The story becomes more complicated but interesting when considering that ~ 15% of the myosin heads in the heart are likely sequestered by MyBP-C. As already mentioned, it is not known whether MyBP-C is further stabilizing the normal sequestered state, probably the IHM, or is sequestering heads in a different state. Further sequestration of the normal sequestered state would seem to park MyBP-C-bound myosin heads into a more stable state, with heads in reserve that would only be released by both phosphorylation of MyBP-C [41] and of the RLC. If one considers a different sequestered state, however, then other functional options need to be considered. For example, the MyBP-C-sequestered heads could be more accessible for entering the active myosin head pool, with the MyBP-C facilitating the head interaction with actin while simultaneously activating the thin filament [91].
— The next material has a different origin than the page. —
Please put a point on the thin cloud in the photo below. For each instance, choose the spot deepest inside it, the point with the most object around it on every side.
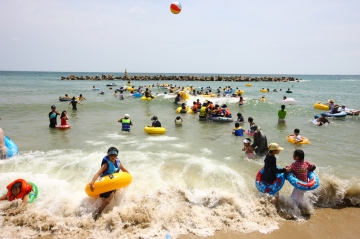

Other issues that need to be addressed include the roles of titin, if any, in regulating the number of heads in the SRX state, and what interactions occur between the HMM portion of myosin and the LMM core of the thick filament that keeps myosin heads sequestered tightly against the thick filament backbone. Furthermore, is there more than one SRX state? The definition of the SRX state by Cooke and his colleagues is a state with a very low turnover rate of ATP of ~ 0.003 s−1 [38]. Anderson et al. [9] showed with purified human β-cardiac HMM that a folded-back sequestered state, probably the IHM, is in the SRX state according to this definition. It has also been shown, however, that the myosin head alone can also be in this SRX state [9, 69]. Therefore, there is not just a single structural state corresponding to the SRX. Furthermore, one should consider that there may be a series of different structural states of the myosin with differing ATP turnover rates, including a possible augmented-super-relaxed state with an even lower ATPase turnover rate (< 0.001 s−1). Thus, there is much to be done to understand the fascinating regulation of thick filament behavior and function.